Scientists have recently called for a new category of storm to be added to the Saffir-Simpson Scale. They argue that recent megastorms far exceed the power and rate of intensification of category 5 hurricanes. 215 mph winds are a strong sign that something categorically different is in the air. How do we interpret aberrant signs so clearly outside the scale of our experience? The enlightenment dream of human control over nature is rapidly turning into a nightmare of ecological blowback and systems out of control. Throw in democracies manipulated by stolen data and captured by demagogues, and you have a recipe for demoralization and the eclipse of the human era.
It is getting harder to know what’s going on and what’s real. How are we to respond to the shifting landscape of material and symbolic uncertainty? We can be alone at home, anxiously tunneling for a safe space, policing the chat rooms, designing counter-bots, or we can be out in the world seeking new connections and meanings. We can, like the artists in this show, acknowledge things outside the scale of what was known previously. These three artists use bricolage and known inputs to create entirely new configurations that feel familiar but frustrate categorization. Their work is grounded in studio materiality and a commitment to process and play. Their images and forms are mutant assemblages suggestive of alien bodies and lifestyles.
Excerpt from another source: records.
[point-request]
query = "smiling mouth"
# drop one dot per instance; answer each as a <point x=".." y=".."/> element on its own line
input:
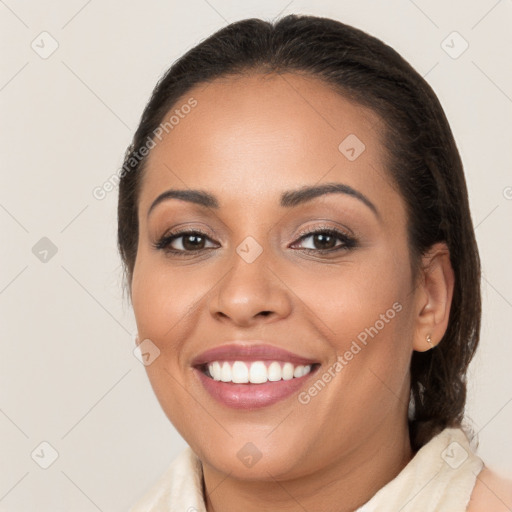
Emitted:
<point x="255" y="372"/>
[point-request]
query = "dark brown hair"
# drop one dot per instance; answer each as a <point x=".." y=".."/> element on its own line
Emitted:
<point x="421" y="158"/>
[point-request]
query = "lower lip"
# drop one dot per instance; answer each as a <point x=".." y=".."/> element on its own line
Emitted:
<point x="252" y="396"/>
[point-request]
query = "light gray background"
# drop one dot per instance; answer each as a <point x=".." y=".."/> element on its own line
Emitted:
<point x="67" y="372"/>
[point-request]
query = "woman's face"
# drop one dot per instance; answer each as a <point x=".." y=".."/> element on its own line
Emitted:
<point x="325" y="277"/>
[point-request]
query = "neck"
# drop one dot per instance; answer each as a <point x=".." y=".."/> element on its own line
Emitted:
<point x="343" y="486"/>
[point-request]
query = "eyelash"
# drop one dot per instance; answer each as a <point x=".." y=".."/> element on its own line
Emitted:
<point x="348" y="241"/>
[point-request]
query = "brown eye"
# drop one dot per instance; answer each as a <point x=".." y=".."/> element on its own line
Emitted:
<point x="328" y="240"/>
<point x="183" y="242"/>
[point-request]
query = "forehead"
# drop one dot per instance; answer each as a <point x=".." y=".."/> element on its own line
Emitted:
<point x="254" y="136"/>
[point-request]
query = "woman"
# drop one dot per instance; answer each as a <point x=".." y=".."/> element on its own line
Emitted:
<point x="295" y="229"/>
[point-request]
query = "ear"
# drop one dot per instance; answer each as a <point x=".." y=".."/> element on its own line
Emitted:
<point x="434" y="297"/>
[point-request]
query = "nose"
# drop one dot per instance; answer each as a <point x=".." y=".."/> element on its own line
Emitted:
<point x="250" y="293"/>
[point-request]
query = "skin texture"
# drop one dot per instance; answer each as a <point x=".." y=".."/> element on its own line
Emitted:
<point x="248" y="140"/>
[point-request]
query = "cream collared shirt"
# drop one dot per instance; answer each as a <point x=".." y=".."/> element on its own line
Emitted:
<point x="439" y="478"/>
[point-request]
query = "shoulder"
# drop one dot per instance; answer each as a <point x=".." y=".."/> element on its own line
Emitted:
<point x="492" y="493"/>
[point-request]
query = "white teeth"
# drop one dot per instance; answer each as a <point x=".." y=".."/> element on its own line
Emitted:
<point x="274" y="372"/>
<point x="287" y="371"/>
<point x="239" y="373"/>
<point x="257" y="372"/>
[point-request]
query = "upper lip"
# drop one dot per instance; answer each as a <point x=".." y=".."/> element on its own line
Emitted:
<point x="256" y="351"/>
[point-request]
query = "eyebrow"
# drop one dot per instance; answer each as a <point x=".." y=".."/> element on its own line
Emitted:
<point x="289" y="199"/>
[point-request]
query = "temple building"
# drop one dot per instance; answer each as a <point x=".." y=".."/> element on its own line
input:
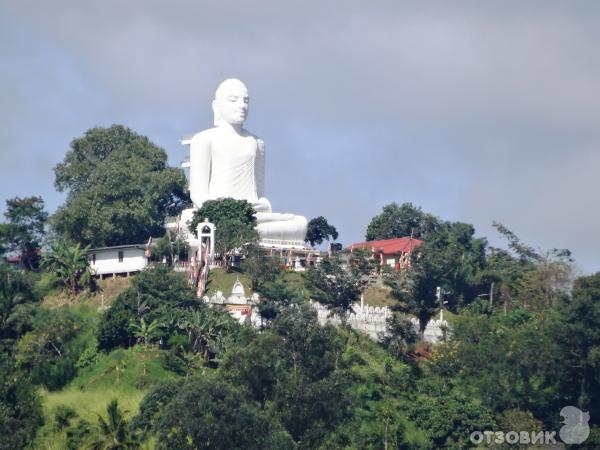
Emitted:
<point x="394" y="253"/>
<point x="241" y="308"/>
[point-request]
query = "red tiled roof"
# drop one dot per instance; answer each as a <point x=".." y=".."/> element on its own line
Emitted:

Scott Kiernan’s multi-channel videos play across stacked and side-by-side CRT monitors. The video loops breathe and mutate like organs or electro-organic storms. Resolutely abstract, the videos are made through real-time analog signal processes developed by Kiernan in his collaborative mobile television studio E.S.P. TV. Molly Dilworth is known for her high profile public art commissions throughout the country. But at home and in her studio, she pulps recycled paper, knits and collects objects found on the street. These elements join with cast bowls and IKEA stools to create strange and joyous sculptures. They feel both domestic and cosmic. One can imagine a race of photosynthesizing cat people enjoying these arrangements in their soft-walled grottos on a milder planet than ours. Deric Carner uses hard construction plaster and found metal to create supple body-like objects. He starts with a simple premise such as “shield” or “spare fingers,” and ends up with uncanny objects that are uncovered by maxing out the possibilities. Carner lives with and rearranges elements over months and years until he feels a thing has revealed its true form. There is a sense that each of these artists is reacting to a deranged world by creating work that sidesteps predictable linear logic. By following intuitive and responsive pathways they reveal traces of bodies and psyches under pressure.